A partir dali nada foi mais o mesmo. Em especial meus encontros com o teatro foram muito especiais. Especialmente as peças infantis que o meu então primeiro professor de teatro e também primeiro diretor Demétrio Nicolau, que eu costumo chamar de meu pai teatral, que curiosamente era amigo do meu pai na época. Mas se o Demétrio era meu pai no teatro, a minha mãe, mesmo sem saber, foi a Maria Clara. Depois vieram tantos outros professores, diretores, amigos de oficio, exemplos…

Passei por muita coisa nessa jornada em busca daquilo que vivi. De experimentar e me doar aquele encontro como aqueles dois atores e todos os envolvidos naquela sandice se doaram para aquele momento.
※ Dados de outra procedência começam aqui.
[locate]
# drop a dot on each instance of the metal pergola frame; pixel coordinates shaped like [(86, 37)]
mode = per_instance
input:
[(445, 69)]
Quando tudo mais falhou, foi exatamente num projeto nacional de Jogo de Interpretação de Papéis (Role-Playing Game, o RPG) que fui me refugiar, e como o menino da peça, também titubeie e cheguei a desistir, às vezes estava procurando sem nem saber o que estava a procurar. Mas isso já tem muito tempo, e agora continuo, talvez como antes, talvez como nunca, a trilhar essa busca.

Essa semana quero assistir duas peças. E quero ver se escrevo aqui sobre elas. Quero, mas a vida é muito doida. Muito doida. Não queria firmar compromisso algum, por favor, que fique bem claro: quero escrever aqui dentro da minha possibilidade. Mais ainda, não sou jornalista, não sou sequer escritor, nem muito menos sou um teórico teatral. Nem ao menos tenho formação acadêmica completa no assunto ainda. Aliás, esse é meu foco nesse ano de 2009: terminar a faculdade de teatro. E a exemplo daqueles que convivi na infância e adolescência entre meus alfarrábios, Clarice, vovô, Fernando,Vinícius, papai, vovó, vô-drasto, não posso me considerar um escritor. Se a Clarice não se considerava, quem sou para fazê-lo? Não, seria um suicido premeditado. Mas está sendo muito bom pensar que posso usar desse espaço para falar desse amor, não para passar a mensagem do que sinto, mas para continuar sendo mensagem em carne, osso, suor e barulhos do meu teclado. Par mim, sentir não se comunica, não nessas palavras. Alias, não mesmo. No máximo são através delas, dessas palavras, que o leitor pode ter alguma dica do que me acontece agora, mas que, em um segundo, não é mais, já é outra coisa.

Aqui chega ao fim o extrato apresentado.